The Th1 cell-mediated immune response is the most important form of antitumor immunity. We have shown that infDCs have a strong capacity to take up soluble antigens and necrotic lung cancer cell lysates and induce Th1 cell differentiation in vitro. However, the immunosuppressive microenvironment, which is formed during the development of the tumor, inhibits the antitumor response induced by immune cells. Our data demonstrated that most of the Treg cells in the pleural effusions of lung cancer patients were characterized by high expression levels of TIGIT (an immunosuppressive molecule). Interestingly, TIGIT has been shown to enhance the immunosuppressive function of Treg cells [32]. Despite NK cells and NKT cells being present in malignant pleural effusions, a previous study confirmed that these NK cells could display strong antitumor activity until they were activated by short-term IL-2 administration [33]. In addition, infDCs were immature. In summary, the available data suggest that the malignant pleural effusions of lung cancer patients contain an immunosuppressive microenvironment; therefore, it is difficult to induce infDC antitumor immune responses in vivo. This study enhances our understanding of infDCs. However, what the capacity of infDCs is to cross-present tumor antigens and how to mature infDCs to promote their antitumor effect in vivo are important questions for future studies.

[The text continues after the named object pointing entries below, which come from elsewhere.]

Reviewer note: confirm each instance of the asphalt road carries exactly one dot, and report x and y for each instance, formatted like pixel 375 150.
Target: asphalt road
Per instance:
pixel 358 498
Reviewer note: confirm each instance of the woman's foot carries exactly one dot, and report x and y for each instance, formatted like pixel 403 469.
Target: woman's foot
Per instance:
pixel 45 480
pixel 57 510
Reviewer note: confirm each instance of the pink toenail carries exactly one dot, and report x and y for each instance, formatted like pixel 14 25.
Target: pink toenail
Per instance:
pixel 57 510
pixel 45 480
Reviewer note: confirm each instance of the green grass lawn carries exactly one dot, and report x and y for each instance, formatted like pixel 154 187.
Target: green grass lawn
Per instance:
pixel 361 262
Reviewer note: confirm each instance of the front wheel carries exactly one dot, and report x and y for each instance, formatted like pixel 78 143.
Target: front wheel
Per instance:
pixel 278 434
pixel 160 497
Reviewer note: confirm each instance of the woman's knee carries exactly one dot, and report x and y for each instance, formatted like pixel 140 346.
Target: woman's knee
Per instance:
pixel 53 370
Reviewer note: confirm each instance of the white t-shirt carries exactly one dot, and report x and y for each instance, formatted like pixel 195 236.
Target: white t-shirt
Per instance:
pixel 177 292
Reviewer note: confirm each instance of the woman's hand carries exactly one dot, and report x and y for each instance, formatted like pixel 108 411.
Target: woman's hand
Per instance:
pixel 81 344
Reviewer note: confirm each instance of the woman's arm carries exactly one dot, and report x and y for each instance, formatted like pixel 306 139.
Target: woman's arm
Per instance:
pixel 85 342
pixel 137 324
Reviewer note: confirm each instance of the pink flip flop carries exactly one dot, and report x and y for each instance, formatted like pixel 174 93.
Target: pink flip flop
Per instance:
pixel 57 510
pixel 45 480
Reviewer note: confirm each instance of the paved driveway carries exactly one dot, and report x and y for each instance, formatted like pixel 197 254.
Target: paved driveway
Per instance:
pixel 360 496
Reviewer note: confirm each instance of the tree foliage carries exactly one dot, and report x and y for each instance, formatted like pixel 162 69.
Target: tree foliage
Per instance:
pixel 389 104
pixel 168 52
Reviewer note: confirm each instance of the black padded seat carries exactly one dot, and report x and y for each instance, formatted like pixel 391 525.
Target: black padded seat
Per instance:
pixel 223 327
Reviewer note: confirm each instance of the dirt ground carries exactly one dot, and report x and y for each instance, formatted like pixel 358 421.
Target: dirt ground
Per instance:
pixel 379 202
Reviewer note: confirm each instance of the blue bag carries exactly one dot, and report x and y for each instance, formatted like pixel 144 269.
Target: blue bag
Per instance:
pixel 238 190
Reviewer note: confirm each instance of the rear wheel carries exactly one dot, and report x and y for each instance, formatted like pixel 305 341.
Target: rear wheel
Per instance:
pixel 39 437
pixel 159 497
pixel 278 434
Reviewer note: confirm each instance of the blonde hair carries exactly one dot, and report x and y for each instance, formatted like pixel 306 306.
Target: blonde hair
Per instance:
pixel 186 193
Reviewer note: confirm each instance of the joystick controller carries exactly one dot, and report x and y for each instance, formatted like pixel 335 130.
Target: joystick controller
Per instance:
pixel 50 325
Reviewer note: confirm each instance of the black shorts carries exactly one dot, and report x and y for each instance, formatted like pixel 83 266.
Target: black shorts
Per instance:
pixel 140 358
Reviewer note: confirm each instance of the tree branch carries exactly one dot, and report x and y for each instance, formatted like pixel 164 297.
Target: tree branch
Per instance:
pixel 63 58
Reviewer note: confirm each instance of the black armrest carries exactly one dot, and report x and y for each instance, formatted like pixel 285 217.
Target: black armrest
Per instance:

We first found a new DC subset in malignant pleural effusions of NSCLC patients. Although both DC subsets express BDCA1, infDCs and blood CD1c+ DCs are two different DC subsets. InfDCs induce Th1 cell differentiation after activation with TLR4, 7 and 8 agonists (LPS and R848). Our study provides important insights into DCs and extends our knowledge of immune cells in the malignant pleural effusions of lung cancer patients.